You see, many people, today and forever, are always scared to launch into professional wilderness; unable to dare to follow their dreams. My employers did not want me to leave. I loved the Saturday Highlife weekend column I was handling, and sundry other pages and articles I was contributing to…I truly enjoyed working in Punch, even when my salary was less than N500 every month (that was in 1989). I chose the harder route…

Now, I needed magazine production experience. Both my friends were working in a magazine stable (Vintage). I was a newspaper man, a rat of the features department, with the strange capacity to work four days in week, straight out of the office! Then, enter the sports writer extraordinaire and publisher, Mr. Sunny Obazu Ojeagbase. Of course, I didn’t understand what God was doing, since I had only a fleeting appreciation of the role of God in my life.

In retrospect, it was a divine set-up: I wanted a magazine experience; he was desperately head-hunting for a noisy entertainment reporter/writer. He was a humble strong-willed successful journalist that many of my contemporaries looked up to. But there was nothing humble about his approach. He spread out the red carpet. I had a lunch with him at Sheraton Hotel, where he bowled me over with his familiarity and admiration with my work, and my style of writing. He shocked me further when he offered me an amount about four times over my Punch take-home.

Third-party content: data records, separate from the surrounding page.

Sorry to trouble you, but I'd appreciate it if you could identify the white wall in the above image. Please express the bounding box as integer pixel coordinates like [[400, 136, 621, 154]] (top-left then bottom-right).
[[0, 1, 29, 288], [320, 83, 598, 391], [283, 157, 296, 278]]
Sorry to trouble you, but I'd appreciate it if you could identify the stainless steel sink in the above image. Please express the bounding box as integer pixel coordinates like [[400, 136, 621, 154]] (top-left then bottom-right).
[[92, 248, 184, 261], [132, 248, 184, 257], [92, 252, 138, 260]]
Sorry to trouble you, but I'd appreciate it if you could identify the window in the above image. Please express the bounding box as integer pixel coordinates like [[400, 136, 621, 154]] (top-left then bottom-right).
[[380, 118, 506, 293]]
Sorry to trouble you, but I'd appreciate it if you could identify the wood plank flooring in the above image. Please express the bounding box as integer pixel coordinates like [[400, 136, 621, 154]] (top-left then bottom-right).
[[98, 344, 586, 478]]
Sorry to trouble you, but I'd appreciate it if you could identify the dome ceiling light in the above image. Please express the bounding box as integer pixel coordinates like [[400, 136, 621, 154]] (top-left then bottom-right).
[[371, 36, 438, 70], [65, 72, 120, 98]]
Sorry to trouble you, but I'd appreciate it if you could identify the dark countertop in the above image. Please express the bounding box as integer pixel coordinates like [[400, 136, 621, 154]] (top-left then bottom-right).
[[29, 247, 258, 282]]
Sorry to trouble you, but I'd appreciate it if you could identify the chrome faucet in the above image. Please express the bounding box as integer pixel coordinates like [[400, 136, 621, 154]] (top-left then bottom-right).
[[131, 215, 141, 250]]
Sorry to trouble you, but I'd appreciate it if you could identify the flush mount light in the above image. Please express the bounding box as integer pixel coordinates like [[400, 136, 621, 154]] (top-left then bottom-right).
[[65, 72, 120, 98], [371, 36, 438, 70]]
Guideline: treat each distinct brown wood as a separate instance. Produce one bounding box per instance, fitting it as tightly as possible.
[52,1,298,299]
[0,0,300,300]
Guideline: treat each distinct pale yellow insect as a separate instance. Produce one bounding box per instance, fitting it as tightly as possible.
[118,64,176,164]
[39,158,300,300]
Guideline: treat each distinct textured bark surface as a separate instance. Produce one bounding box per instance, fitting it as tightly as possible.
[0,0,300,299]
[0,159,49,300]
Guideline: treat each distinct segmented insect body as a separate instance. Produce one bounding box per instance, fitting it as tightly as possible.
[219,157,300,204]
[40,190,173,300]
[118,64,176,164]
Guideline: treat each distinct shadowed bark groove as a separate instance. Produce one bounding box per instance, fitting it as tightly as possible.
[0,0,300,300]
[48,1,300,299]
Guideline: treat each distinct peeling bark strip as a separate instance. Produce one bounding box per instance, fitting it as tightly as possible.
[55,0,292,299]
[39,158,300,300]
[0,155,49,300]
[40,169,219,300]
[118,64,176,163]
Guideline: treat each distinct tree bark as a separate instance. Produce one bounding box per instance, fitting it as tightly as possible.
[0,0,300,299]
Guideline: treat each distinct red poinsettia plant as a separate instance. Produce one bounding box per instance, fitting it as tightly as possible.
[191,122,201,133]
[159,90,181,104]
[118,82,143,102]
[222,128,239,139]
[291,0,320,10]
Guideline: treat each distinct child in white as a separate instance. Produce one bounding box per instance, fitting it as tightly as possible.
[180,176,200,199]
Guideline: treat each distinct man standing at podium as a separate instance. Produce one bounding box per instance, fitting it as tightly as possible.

Need I tell you what I did next? After several days of negotiating and whathaveyou, I resumed at Okota as Climax magazine’s Deputy Editor (Entertainment/Leisure). The other deputy was Ehi Braimoh (Moji Danisa was the editor). That was June 1990. What lesson does anyone get from this? You may end up on the wrong side of life on account of your decisions; don’t ever be too scared to make a life-changing decision when the opportunity knocks on your head. Think, yes. Pray, yes. Ask experienced, yes; but make sure you make up your mind and take a clean plunge…and before you fly, prick yourself - never assume nothing can go wrong.